The key challenge is scaling the cross-identity training while maintaining personalized fidelity and sharp details without compromising generalization under natural illuminations. To this end, we propose a spatially varying linear lighting model as the neural renderer that takes physics-inspired shading as an input feature.

By removing non-linear activations and bias, our specifically designed lighting model explicitly keeps the linearity of light transport. This enables single-stage training from light-stage data while generalizing to real-time rendering under arbitrary continuous illuminations across diverse identities.

In addition, we introduce the joint learning of a physically based model and our neural relighting model, which further improves fidelity and generalization. Extensive experiments show that our approach achieves superior performance over existing methods in terms of both quality and generalizability. We also demonstrate quick personalization of URHand from a short phone scan of an unseen identity.

5. Image Recognition

5.1. Denoising Vision Transformers

We delve into a nuanced but significant challenge inherent to Vision Transformers (ViTs): feature maps of these models exhibit grid-like artifacts, which detrimentally hurt the performance of ViTs in downstream tasks. Our investigations trace this fundamental issue down to the positional embeddings at the input stage.

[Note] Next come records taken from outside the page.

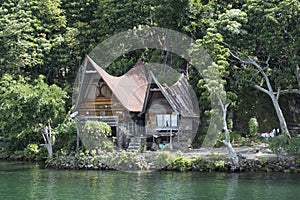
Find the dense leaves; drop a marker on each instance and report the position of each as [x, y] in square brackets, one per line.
[52, 37]
[26, 107]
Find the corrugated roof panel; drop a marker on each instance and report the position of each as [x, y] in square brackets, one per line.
[129, 89]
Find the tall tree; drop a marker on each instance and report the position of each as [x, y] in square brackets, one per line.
[29, 30]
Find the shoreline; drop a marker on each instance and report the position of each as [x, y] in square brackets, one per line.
[251, 159]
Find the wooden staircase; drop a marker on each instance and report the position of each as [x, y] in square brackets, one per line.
[100, 106]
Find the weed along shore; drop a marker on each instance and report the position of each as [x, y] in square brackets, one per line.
[252, 159]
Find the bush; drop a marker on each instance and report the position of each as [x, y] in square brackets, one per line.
[94, 136]
[181, 163]
[164, 159]
[65, 136]
[279, 144]
[31, 151]
[253, 126]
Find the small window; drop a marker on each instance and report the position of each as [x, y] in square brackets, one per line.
[167, 120]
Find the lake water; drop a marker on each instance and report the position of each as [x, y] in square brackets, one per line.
[19, 180]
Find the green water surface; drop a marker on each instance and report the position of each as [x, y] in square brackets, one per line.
[19, 180]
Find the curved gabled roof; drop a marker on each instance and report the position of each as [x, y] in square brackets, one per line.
[129, 89]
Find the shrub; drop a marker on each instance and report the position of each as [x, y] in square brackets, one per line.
[253, 126]
[31, 151]
[164, 159]
[94, 136]
[181, 163]
[65, 135]
[279, 144]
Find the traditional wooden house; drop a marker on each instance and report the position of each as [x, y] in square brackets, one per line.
[137, 106]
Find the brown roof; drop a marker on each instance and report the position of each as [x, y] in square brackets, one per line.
[183, 98]
[129, 89]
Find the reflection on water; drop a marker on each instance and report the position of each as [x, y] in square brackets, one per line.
[28, 181]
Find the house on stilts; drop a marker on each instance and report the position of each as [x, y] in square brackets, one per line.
[137, 106]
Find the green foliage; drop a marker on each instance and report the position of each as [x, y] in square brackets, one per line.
[95, 136]
[279, 145]
[65, 135]
[31, 150]
[253, 126]
[181, 164]
[25, 107]
[164, 159]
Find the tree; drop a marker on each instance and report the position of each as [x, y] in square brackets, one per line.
[27, 106]
[268, 90]
[29, 30]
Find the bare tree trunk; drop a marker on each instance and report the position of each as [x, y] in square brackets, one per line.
[269, 91]
[232, 154]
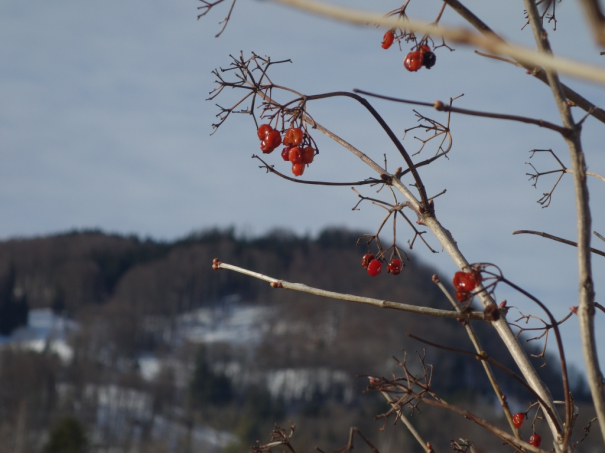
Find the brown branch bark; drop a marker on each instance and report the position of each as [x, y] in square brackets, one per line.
[276, 283]
[586, 287]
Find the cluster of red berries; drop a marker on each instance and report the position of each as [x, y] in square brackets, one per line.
[374, 266]
[387, 39]
[518, 419]
[464, 283]
[293, 152]
[269, 137]
[419, 58]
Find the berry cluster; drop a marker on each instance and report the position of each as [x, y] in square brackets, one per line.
[387, 39]
[374, 266]
[464, 283]
[269, 137]
[518, 419]
[535, 440]
[419, 58]
[294, 152]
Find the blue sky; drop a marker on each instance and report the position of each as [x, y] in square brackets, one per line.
[104, 123]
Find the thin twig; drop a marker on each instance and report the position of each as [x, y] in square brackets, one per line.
[487, 358]
[457, 35]
[271, 169]
[558, 239]
[440, 106]
[534, 70]
[276, 283]
[488, 370]
[586, 285]
[407, 423]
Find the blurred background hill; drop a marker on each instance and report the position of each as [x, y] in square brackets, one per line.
[117, 343]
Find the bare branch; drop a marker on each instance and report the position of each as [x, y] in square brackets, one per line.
[583, 216]
[534, 70]
[457, 35]
[275, 283]
[556, 238]
[440, 106]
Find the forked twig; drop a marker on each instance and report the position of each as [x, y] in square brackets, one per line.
[558, 239]
[276, 283]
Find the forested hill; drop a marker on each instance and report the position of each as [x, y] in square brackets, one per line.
[69, 271]
[204, 350]
[136, 280]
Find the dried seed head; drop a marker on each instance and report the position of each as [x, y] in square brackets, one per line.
[491, 313]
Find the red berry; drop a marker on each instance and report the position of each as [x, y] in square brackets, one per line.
[413, 61]
[297, 136]
[387, 39]
[462, 295]
[374, 268]
[295, 155]
[428, 59]
[285, 154]
[266, 147]
[288, 138]
[274, 138]
[535, 440]
[298, 169]
[263, 130]
[466, 281]
[518, 419]
[395, 266]
[366, 259]
[308, 154]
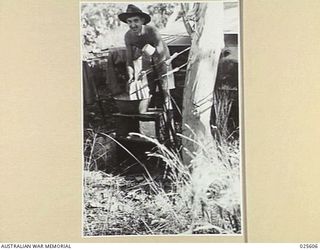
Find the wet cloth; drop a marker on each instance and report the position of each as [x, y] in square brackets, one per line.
[135, 43]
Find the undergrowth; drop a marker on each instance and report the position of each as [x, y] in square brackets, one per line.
[201, 198]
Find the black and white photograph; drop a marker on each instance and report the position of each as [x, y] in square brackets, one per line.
[161, 103]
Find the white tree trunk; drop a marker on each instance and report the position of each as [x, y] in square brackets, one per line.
[207, 43]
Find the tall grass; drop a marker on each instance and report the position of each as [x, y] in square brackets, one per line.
[202, 198]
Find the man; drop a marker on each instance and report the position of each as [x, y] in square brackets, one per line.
[144, 43]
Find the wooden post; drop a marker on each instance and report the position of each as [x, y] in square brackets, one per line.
[207, 43]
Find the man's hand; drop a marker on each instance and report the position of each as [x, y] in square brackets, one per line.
[130, 74]
[142, 73]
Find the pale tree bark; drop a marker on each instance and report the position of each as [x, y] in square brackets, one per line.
[207, 43]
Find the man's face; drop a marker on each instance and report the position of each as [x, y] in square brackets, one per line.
[135, 23]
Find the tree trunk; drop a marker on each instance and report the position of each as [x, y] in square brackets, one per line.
[207, 43]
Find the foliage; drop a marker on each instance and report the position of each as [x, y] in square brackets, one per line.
[203, 198]
[101, 27]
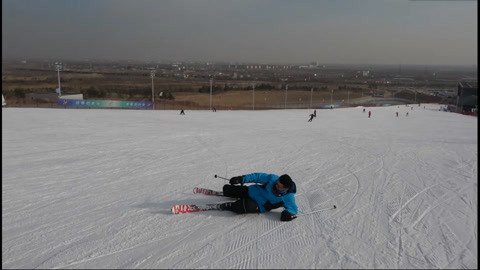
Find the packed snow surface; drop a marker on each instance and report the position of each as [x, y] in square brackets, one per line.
[94, 188]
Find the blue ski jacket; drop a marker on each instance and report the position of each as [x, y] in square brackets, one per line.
[264, 193]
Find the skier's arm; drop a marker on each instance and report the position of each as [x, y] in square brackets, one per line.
[289, 204]
[261, 178]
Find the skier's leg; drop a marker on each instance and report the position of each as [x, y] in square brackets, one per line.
[242, 206]
[233, 191]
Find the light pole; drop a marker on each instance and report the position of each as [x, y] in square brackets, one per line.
[58, 67]
[331, 99]
[311, 94]
[211, 84]
[286, 93]
[152, 75]
[253, 86]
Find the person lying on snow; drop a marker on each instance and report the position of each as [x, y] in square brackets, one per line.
[270, 192]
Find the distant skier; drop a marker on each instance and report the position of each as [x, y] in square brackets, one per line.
[270, 192]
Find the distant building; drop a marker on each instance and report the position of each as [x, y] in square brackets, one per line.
[467, 95]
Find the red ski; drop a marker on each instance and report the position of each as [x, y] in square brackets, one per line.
[190, 208]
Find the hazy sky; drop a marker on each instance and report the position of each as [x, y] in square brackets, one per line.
[264, 31]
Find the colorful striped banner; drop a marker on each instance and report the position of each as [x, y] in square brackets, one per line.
[103, 103]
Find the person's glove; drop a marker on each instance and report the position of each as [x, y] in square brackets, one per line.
[236, 180]
[287, 216]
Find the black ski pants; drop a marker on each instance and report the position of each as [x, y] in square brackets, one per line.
[245, 204]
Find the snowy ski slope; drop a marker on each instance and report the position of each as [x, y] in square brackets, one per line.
[94, 188]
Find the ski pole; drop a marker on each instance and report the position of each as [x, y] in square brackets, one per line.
[216, 176]
[319, 210]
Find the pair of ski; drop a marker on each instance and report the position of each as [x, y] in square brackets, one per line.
[190, 208]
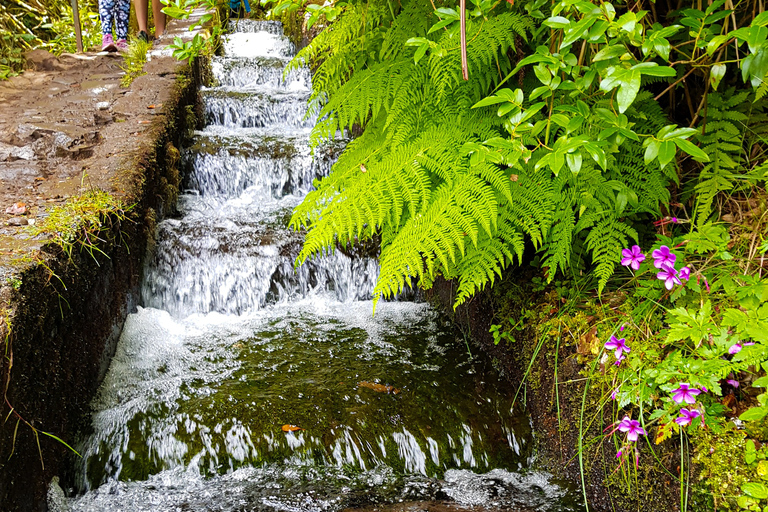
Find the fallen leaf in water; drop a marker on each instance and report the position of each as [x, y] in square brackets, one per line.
[16, 209]
[381, 388]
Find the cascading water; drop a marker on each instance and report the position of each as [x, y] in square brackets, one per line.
[243, 384]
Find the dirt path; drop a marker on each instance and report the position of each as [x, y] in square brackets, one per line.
[66, 125]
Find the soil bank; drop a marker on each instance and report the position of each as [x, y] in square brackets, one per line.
[550, 358]
[67, 130]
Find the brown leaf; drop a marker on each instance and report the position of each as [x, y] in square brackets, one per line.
[381, 388]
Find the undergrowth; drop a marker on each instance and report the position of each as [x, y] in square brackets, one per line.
[134, 60]
[83, 222]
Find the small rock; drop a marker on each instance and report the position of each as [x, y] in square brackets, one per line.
[101, 118]
[16, 209]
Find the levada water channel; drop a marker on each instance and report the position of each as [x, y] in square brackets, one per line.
[246, 385]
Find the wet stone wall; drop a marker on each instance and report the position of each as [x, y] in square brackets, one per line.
[62, 314]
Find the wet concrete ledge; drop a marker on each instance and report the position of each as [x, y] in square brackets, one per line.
[67, 129]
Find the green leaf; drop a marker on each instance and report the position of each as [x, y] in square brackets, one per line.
[715, 43]
[557, 22]
[666, 153]
[755, 490]
[754, 414]
[609, 52]
[628, 92]
[651, 152]
[716, 73]
[696, 152]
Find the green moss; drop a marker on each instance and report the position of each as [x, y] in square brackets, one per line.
[82, 221]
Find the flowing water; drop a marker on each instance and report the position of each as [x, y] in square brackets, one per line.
[246, 385]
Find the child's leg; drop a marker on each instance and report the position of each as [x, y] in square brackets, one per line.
[122, 15]
[106, 14]
[159, 16]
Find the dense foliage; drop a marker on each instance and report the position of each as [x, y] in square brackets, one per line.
[455, 175]
[48, 24]
[582, 128]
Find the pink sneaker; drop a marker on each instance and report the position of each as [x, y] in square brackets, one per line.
[107, 43]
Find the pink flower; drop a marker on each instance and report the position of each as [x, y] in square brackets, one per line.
[668, 274]
[619, 345]
[662, 256]
[685, 393]
[632, 428]
[687, 416]
[632, 257]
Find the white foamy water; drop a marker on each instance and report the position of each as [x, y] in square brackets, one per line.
[246, 384]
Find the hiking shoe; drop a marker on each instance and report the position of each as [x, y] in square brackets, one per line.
[107, 43]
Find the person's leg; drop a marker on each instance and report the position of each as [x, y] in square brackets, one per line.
[106, 14]
[122, 16]
[142, 14]
[159, 16]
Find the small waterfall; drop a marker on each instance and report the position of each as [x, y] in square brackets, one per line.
[244, 383]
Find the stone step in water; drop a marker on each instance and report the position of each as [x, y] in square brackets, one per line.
[257, 44]
[212, 393]
[259, 73]
[237, 109]
[244, 383]
[278, 164]
[206, 263]
[249, 26]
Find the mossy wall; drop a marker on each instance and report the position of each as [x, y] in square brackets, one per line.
[552, 346]
[62, 316]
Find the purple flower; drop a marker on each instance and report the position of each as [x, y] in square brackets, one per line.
[619, 345]
[662, 256]
[632, 257]
[668, 274]
[687, 416]
[632, 428]
[685, 393]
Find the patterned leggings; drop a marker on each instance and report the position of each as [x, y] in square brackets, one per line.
[117, 12]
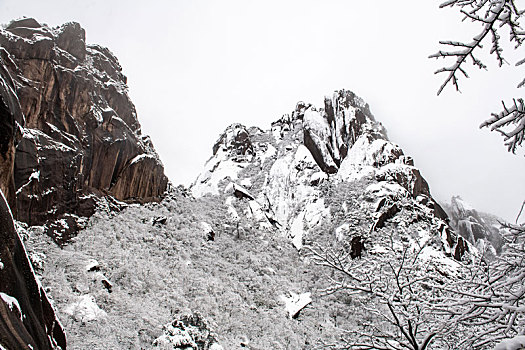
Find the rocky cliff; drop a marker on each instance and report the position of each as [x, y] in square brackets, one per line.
[317, 164]
[480, 229]
[80, 138]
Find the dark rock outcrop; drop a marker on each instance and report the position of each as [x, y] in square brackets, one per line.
[27, 319]
[81, 137]
[480, 229]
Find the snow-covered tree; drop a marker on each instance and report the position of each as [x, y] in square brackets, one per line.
[393, 285]
[490, 305]
[494, 17]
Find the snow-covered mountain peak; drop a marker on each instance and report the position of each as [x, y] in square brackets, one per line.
[322, 168]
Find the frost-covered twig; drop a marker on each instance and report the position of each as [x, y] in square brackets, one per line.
[492, 16]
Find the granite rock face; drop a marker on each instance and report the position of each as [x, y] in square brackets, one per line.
[81, 138]
[480, 229]
[27, 318]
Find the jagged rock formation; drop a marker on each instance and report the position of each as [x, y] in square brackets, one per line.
[27, 319]
[81, 138]
[480, 229]
[286, 176]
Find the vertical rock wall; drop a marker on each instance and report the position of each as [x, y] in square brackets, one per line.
[81, 138]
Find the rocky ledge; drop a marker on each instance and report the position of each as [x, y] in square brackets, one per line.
[79, 138]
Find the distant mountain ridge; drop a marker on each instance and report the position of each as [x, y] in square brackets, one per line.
[480, 229]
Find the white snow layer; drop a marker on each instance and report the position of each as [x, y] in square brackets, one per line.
[85, 309]
[516, 343]
[296, 302]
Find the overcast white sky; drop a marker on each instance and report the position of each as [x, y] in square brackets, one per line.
[194, 67]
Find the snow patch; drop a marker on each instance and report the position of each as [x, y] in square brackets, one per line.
[384, 189]
[297, 231]
[516, 343]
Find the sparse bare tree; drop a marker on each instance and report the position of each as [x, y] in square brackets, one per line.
[494, 17]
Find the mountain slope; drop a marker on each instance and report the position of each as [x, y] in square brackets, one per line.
[238, 253]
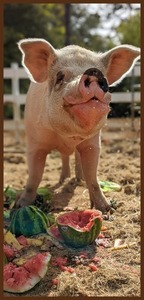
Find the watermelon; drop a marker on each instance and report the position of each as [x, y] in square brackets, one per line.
[28, 221]
[23, 278]
[108, 186]
[79, 228]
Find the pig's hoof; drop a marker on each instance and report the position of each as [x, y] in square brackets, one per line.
[103, 206]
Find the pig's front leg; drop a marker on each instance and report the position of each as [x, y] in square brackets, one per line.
[65, 173]
[36, 162]
[89, 151]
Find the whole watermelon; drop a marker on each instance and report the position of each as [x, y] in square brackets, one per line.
[80, 228]
[28, 221]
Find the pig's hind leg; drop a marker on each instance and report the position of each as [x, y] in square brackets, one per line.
[89, 152]
[36, 162]
[65, 172]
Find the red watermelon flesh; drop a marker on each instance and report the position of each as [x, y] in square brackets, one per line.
[54, 232]
[23, 278]
[80, 220]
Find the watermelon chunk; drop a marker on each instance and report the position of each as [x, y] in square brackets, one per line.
[79, 228]
[23, 278]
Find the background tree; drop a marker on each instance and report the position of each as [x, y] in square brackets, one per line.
[129, 30]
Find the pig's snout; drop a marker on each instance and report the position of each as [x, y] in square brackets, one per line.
[93, 84]
[93, 72]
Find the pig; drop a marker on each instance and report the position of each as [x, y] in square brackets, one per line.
[66, 107]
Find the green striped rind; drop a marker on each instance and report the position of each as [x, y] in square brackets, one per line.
[28, 221]
[108, 186]
[77, 238]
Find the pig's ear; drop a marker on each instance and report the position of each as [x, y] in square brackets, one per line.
[119, 61]
[38, 55]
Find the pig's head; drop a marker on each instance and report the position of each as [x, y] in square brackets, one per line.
[78, 82]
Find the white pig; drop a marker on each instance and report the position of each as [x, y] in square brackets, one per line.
[67, 105]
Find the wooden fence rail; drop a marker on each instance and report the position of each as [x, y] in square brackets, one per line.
[16, 98]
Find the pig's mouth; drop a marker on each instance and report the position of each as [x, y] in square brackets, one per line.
[89, 113]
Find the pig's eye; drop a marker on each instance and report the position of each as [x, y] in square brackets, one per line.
[60, 77]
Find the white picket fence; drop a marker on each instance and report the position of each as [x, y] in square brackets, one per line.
[16, 98]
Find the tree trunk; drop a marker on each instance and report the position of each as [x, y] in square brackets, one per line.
[67, 23]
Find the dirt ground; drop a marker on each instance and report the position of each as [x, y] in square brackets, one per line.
[118, 271]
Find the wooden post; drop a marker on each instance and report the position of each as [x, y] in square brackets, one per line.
[132, 101]
[16, 106]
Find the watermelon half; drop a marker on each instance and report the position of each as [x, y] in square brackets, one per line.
[23, 278]
[28, 221]
[80, 228]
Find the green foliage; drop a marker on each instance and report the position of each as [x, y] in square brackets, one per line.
[129, 30]
[48, 21]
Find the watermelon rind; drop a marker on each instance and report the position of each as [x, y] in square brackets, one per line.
[28, 221]
[108, 186]
[23, 278]
[79, 237]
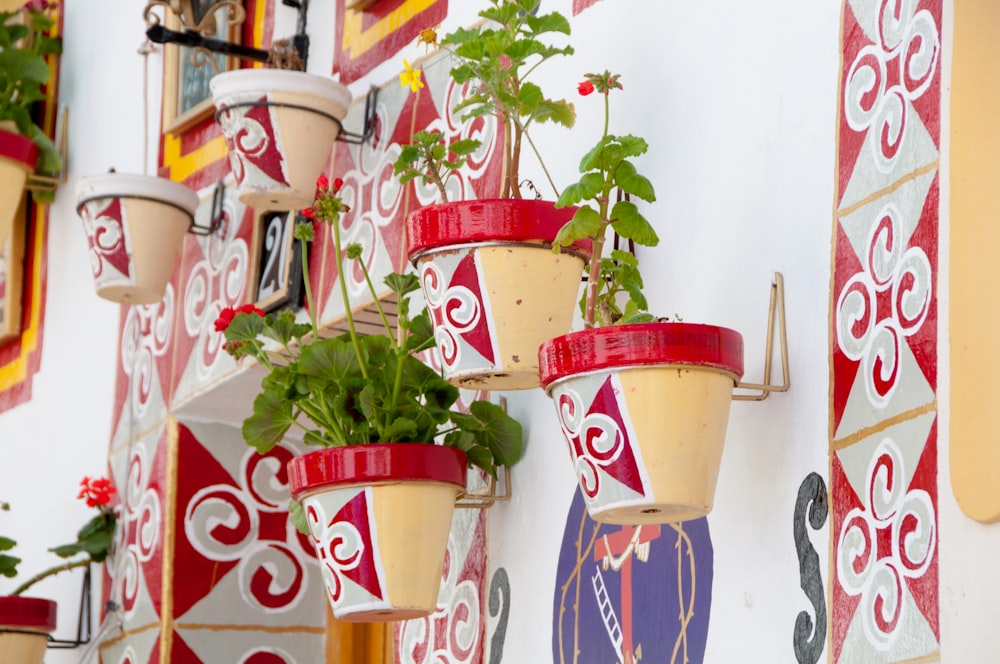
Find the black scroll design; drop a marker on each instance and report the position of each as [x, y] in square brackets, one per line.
[499, 585]
[807, 640]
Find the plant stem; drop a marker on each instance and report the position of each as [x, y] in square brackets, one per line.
[52, 571]
[347, 300]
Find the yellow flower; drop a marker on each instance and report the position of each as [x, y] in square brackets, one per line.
[410, 77]
[428, 37]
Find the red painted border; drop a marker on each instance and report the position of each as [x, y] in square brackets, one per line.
[28, 612]
[381, 462]
[487, 220]
[18, 147]
[640, 344]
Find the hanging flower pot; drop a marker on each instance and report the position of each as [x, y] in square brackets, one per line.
[25, 625]
[494, 287]
[379, 517]
[644, 409]
[17, 162]
[135, 225]
[279, 126]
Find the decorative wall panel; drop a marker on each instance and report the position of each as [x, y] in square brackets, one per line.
[884, 315]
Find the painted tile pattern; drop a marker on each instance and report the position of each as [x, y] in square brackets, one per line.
[883, 476]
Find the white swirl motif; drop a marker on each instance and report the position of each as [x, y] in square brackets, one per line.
[901, 280]
[887, 77]
[875, 572]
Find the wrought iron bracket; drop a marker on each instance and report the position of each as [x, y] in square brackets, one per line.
[217, 213]
[369, 126]
[83, 625]
[776, 311]
[160, 34]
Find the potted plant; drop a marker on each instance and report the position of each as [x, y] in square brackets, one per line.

To address this, we propose a novel noise model, which is universally applicable to all ViTs. Specifically, the noise model dissects ViT outputs into three components: a semantics term free from noise artifacts and two artifact-related terms that are conditioned on pixel locations. Such a decomposition is achieved by enforcing cross-view feature consistency with neural fields on a per-image basis.

This per-image optimization process extracts artifact-free features from raw ViT outputs, providing clean features for offline applications. Expanding the scope of our solution to support online functionality, we introduce a learnable denoiser to predict artifact-free features directly from unprocessed ViT outputs, which shows remarkable generalization capabilities to novel data without the need for per-image optimization. Our two-stage approach, termed Denoising Vision Transformers (DVT), does not require re-training existing pre-trained ViTs and is immediately applicable to any Transformer-based architecture.

We evaluate our method on a variety of representative ViTs (DINO, MAE, DeiT-III, EVA02, CLIP, DINOv2, DINOv2-reg). Extensive evaluations demonstrate that our DVT consistently and significantly improves existing state-of-the-art general-purpose models in semantic and geometric tasks across multiple datasets (e.g., +3.84 mIoU). We hope our study will encourage a re-evaluation of ViT design, especially regarding the naive use of positional embeddings.

5.2. Open-Vocabulary SAM: Segment and Recognize Twenty-thousand Classes Interactively

The CLIP and Segment Anything Model (SAM) are remarkable vision foundation models (VFMs). SAM excels in segmentation tasks across diverse domains, while CLIP is renowned for its zero-shot recognition capabilities. This paper presents an in-depth exploration of integrating these two models into a unified framework.

Specifically, we introduce the Open-Vocabulary SAM, a SAM-inspired model designed for simultaneous interactive segmentation and recognition, leveraging two unique knowledge transfer modules: SAM2CLIP and CLIP2SAM. The former adapts SAM’s knowledge into the CLIP via distillation and learnable transformer adapters, while the latter transfers CLIP knowledge into SAM, enhancing its recognition capabilities.

Extensive experiments on various datasets and detectors show the effectiveness of Open-Vocabulary SAM in both segmentation and recognition tasks, significantly outperforming the naive baselines of simply combining SAM and CLIP. Furthermore, aided with image classification data training, our method can segment and recognize approximately 22,000 classes.